4. Faire fond sur les ressources et les capacités disponibles 

  • Renforcer les capacités locales, soutenir les capacités d’entraide et renforcer les ressources existantes. Les programmes conçus et mis en œuvre de l’extérieur mènent souvent à des actions inappropriées dans le domaine de la santé mentale et du soutien psychosocial et leur durabilité s’en ressent souvent.

5. Systèmes de soutien intégré 

  • Le fait de se concentrer sur des services indépendants, visant par exemple exclusivement les gens présentant des troubles particuliers tels que l’état de stress post-traumatique, peut créer un système de soins très fragmenté. Il faut veiller, pour éviter cela, à pousser aussi loin que possible l’intégration des activités et des programmes.
  • On intégrera les programmes et activités de soutien psychosocial dans des programmes plus généraux (tels que les mécanismes de soutien communautaire existants, les systèmes d’enseignement formels ou non, les services de santé généraux, les services de santé mentale généraux, les services sociaux, etc.) ainsi que dans d’autres services et appuis communautaires visant la violence à l’égard des femmes et des filles (tels que les services de santé reproductive, de soins prénatals, de nutrition des nourrissons et des jeunes enfants, de protection de l’enfance, de microfinancement) et les services d’appui communautaires (tels que les groupes d’entraide pour femmes) (adapté d’après WHO, 2012).  Une telle intégration permet aux programmes de soutien psychosocial d’atteindre un plus grand nombre de personnes, d’être moins stigmatisants et, l’expérience l’a démontré, d’accroître la durabilité des interventions.
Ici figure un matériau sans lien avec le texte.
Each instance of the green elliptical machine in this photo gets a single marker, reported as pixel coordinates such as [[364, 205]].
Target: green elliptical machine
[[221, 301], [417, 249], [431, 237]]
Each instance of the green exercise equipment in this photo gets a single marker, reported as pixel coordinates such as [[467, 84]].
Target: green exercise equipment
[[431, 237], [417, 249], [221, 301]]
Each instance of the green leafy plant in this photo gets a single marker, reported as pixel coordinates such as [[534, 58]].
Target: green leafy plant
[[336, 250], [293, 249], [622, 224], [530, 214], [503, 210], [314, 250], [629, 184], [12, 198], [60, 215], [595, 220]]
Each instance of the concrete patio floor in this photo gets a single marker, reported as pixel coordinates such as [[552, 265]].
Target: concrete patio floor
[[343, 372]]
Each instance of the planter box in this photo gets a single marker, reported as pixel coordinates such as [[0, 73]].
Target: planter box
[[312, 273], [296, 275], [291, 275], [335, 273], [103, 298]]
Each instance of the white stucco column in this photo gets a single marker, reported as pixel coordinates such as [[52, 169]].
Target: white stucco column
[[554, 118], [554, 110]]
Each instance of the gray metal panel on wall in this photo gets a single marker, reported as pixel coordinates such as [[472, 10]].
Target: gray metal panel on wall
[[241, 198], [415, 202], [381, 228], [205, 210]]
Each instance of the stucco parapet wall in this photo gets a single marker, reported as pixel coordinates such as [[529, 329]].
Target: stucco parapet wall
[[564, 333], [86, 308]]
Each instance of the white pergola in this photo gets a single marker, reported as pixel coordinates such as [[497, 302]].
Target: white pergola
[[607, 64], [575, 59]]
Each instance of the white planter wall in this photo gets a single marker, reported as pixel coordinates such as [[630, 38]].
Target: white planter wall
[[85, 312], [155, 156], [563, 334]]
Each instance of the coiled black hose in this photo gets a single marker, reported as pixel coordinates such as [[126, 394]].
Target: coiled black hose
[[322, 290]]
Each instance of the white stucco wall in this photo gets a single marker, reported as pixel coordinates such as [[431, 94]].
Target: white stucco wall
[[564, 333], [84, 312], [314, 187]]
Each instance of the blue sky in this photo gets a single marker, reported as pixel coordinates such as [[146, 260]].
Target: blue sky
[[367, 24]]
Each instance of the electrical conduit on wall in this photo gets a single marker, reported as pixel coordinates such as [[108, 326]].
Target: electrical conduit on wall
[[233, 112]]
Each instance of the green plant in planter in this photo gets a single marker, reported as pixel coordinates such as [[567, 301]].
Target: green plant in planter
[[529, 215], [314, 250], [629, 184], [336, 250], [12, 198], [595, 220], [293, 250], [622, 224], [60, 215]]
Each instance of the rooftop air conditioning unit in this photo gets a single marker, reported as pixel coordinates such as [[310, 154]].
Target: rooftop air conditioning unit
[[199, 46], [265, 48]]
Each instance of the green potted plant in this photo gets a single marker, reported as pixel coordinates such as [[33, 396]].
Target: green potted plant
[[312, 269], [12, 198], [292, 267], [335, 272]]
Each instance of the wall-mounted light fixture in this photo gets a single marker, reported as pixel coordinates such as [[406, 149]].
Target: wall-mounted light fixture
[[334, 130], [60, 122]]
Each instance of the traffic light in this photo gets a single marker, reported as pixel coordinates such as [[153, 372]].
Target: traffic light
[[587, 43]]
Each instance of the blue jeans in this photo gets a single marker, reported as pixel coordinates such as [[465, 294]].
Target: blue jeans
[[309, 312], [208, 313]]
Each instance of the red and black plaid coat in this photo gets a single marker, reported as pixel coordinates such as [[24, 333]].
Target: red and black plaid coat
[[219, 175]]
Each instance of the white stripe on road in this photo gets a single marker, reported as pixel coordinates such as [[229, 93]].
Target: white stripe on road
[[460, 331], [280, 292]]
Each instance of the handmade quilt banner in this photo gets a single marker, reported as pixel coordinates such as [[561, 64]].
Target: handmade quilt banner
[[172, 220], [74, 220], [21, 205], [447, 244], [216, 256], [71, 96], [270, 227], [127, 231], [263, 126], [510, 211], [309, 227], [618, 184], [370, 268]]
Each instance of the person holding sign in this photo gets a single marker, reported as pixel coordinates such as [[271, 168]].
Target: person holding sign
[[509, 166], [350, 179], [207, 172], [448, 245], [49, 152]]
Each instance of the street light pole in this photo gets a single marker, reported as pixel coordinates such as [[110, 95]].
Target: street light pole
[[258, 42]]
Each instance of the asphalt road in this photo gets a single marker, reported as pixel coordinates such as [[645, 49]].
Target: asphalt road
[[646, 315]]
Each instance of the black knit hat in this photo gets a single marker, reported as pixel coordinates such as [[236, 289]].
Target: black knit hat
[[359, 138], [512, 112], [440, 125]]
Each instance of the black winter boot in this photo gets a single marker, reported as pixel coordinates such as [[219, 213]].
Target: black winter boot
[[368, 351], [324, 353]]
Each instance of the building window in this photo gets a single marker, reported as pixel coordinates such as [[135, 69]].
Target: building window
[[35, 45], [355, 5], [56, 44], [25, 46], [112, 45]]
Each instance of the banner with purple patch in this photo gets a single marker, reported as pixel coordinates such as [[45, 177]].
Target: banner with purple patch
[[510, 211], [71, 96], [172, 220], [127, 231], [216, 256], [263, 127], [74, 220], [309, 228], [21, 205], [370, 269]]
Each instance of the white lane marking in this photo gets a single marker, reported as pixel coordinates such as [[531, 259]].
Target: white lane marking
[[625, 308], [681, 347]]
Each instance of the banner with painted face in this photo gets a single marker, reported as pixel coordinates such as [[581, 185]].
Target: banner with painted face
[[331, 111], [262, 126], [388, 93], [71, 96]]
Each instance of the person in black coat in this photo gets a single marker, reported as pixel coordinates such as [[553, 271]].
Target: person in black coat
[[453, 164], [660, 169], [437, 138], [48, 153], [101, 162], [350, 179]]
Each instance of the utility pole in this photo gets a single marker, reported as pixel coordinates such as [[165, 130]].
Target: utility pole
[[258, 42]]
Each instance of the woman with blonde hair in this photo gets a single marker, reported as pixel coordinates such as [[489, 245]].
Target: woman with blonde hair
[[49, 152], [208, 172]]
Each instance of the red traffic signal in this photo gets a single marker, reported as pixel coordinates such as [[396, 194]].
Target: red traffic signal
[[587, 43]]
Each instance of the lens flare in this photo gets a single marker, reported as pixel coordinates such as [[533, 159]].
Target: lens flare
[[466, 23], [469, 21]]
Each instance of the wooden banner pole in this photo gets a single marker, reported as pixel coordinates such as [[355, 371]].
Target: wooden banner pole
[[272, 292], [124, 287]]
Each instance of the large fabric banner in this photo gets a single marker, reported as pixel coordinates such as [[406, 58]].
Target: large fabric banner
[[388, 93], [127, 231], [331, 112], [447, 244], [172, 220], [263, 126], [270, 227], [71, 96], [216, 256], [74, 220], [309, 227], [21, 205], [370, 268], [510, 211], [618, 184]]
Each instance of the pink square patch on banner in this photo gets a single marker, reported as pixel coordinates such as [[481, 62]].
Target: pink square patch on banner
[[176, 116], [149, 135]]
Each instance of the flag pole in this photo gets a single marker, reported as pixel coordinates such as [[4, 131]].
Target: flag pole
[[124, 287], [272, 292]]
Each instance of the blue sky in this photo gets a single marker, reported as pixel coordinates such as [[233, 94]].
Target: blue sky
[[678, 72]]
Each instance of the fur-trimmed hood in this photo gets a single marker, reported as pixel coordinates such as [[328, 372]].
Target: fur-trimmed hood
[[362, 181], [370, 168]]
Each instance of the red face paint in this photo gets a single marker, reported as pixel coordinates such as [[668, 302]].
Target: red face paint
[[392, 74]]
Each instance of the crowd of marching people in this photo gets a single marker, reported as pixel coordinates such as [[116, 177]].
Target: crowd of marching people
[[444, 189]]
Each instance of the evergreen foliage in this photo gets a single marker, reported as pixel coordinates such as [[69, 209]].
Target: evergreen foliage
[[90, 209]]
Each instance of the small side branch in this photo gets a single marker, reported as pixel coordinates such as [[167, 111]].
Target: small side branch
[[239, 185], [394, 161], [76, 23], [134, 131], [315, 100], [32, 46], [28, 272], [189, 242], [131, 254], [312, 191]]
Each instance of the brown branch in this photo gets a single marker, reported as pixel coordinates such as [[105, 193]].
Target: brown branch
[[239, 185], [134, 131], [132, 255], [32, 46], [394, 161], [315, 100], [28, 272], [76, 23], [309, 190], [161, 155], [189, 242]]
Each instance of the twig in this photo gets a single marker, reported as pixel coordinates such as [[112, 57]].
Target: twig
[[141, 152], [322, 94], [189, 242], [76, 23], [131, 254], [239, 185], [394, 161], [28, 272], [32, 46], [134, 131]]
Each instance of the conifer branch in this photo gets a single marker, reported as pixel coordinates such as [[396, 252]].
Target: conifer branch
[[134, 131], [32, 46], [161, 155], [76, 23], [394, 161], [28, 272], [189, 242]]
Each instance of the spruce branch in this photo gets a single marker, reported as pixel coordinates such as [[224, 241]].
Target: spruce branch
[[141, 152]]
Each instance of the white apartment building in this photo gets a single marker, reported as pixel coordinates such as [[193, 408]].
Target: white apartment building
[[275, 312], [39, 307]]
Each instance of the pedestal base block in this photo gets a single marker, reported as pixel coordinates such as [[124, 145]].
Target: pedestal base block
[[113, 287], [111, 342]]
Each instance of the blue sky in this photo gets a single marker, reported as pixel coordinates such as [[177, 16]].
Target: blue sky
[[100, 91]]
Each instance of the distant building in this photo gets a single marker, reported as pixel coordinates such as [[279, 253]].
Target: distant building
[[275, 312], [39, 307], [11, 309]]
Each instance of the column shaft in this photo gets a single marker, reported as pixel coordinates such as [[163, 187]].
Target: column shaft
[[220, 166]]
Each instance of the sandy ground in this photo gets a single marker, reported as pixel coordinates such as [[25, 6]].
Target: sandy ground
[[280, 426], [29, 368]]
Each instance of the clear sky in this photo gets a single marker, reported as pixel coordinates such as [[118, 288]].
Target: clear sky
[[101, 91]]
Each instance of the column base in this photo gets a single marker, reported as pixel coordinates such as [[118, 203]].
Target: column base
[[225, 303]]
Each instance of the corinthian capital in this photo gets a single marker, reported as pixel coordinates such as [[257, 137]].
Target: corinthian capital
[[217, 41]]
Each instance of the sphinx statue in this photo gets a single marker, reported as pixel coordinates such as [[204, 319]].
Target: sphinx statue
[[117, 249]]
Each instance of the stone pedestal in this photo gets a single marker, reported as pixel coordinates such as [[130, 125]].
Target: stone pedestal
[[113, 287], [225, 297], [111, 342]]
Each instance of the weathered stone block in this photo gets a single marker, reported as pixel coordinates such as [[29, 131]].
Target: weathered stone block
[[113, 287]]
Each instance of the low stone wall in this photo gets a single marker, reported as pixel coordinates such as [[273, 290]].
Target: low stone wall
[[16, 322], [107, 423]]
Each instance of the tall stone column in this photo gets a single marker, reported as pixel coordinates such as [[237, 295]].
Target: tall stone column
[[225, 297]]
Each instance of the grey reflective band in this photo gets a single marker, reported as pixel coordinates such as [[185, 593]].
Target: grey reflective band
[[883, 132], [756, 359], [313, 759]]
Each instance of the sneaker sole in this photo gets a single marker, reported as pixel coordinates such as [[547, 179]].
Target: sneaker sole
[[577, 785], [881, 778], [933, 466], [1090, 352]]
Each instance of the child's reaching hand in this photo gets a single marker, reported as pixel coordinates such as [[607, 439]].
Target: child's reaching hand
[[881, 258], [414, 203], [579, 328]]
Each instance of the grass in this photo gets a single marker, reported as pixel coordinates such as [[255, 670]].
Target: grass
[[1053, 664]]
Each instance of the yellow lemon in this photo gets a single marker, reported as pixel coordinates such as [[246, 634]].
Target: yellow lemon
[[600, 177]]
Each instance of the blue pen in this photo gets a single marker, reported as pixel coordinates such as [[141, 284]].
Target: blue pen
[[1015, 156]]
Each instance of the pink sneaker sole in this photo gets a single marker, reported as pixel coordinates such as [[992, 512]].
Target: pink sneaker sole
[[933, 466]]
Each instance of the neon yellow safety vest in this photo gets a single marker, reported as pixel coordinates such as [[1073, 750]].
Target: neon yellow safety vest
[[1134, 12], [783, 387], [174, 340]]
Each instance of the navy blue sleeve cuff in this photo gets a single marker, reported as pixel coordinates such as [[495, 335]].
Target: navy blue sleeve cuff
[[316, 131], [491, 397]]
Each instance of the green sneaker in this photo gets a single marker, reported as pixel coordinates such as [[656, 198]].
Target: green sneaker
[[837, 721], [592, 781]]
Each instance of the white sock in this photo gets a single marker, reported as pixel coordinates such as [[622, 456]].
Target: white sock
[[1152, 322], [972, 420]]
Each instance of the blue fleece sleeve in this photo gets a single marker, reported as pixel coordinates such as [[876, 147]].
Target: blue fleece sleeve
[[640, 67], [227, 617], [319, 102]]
6. Dispositifs de soutien multiniveaux 

  • Dans les situations de crise humanitaire en phase de conflit et de post-conflit, les personnes sont souvent affectées de différentes manières et nécessitent donc différents dispositifs de soutien.
  • On organisera donc des programmes de santé mentale et de soutien psychosocial comportant plusieurs niveaux complémentaires, répondant aux besoins spécifiques des divers groupes (par exemple aux nécessités de base pour les femmes et les enfants, telles que la nourriture). 

7.  Services sans stigmatisation 

  • Lors de la mise en œuvre des programmes de santé mentale et d’appui psychosocial, on inclura, mais sans les cibler spécifiquement, les survivantes de la violence à l’égard des femmes et des filles. Un ciblage spécifique de ces survivantes risque de présenter des problèmes supplémentaires pour les intéressées, sous forme de stigmatisation, de discrimination et de violence (adapté d’après WHO, 2012).